So Bergson wants to counter-argue this position, and he does so by attacking the premise that we have some awareness of an expenditure of force. He draws from a convincing demonstration David Ferrier describes, which the reader is invited to try.

Ferrier ask us to position our hand as though we were about to pull a gun-trigger. While keeping our muscles still, we are to imagine that we are pulling the trigger.

We perceive an expenditure of energy. Because our fingers never moved, we are led to believe that this is not an extensity, but rather an intensity. For, there were no changes in extensive space. But we did experience an increase - an increase of energy expenditure.

Then, Ferrier draws our attention to our throats while we imagine the trigger being pulled. You will notice that your glottis contracts whenever you imagine the trigger being pulled. And if you can control all peripheral muscle contractions, then you will no longer feel the expenditure of energy.

So we cannot say that there is an intensity involved in muscular efforts. There rather are only extensities, each qualitatively different. For, the way out throat feels is different then our dilating nostrils, and so forth.
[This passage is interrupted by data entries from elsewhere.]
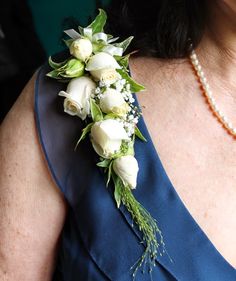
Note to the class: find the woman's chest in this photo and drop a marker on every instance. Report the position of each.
(201, 164)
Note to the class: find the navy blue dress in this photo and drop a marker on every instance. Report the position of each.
(98, 241)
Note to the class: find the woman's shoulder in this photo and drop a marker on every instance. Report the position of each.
(29, 198)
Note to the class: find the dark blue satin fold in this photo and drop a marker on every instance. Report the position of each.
(98, 241)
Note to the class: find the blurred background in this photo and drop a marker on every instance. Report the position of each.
(31, 31)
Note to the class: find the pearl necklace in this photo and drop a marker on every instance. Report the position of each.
(208, 94)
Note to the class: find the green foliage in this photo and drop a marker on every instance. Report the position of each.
(139, 134)
(85, 131)
(99, 22)
(95, 111)
(118, 189)
(147, 226)
(104, 163)
(56, 65)
(70, 68)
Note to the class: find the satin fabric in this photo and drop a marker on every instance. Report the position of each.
(99, 242)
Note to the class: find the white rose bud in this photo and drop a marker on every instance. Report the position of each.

Below is the text and the images of the relevant Ferrier material:


If the reader will extend his right arm and hold his fore-finger in the position required for pulling the trigger of a pistol, he may, without actually moving his finger, but by simply making believe, experience a consciousness of energy put forth. Here, then, is a clear case of consciousness of energy without actual contraction of the muscles either of the one hand or the other, and without any perceptible bodily strain. If the reader will again perform the experiment, and pay careful attention to the condition of his respiration, he will observe that his consciousness of effort coincides with a fixation of the muscles of his chest, and that, in proportion to the amount of energy he feels he is putting forth, he is keeping his glottis closed and actively contracting his respiratory muscles. Let him place his finger as before, and continue breathing all the time, and he will find that, however much he may direct his attention to his finger, he will experience not the slightest trace of consciousness of effort until he has actually moved the finger itself, and then it is referred locally to the muscles in action. It is only when this essential and ever-present respiratory factor is, as it has been, overlooked that the consciousness of effort can with any degree of plausibility be ascribed to the outgoing current. In the contraction of the respiratory muscles there are the necessary conditions of centripetal impressions, and these are capable of originating the general sense of effort. When these active efforts are withheld no consciousness of effort ever arises, except in so far as it is conditioned by the local contraction of the group of muscles towards which the attention is directed, or by other muscular contractions called unconsciously into play in the attempt.









Ferrier, David. The Functions of the Brain. New York: G.P. Putnam's Sons, 1886.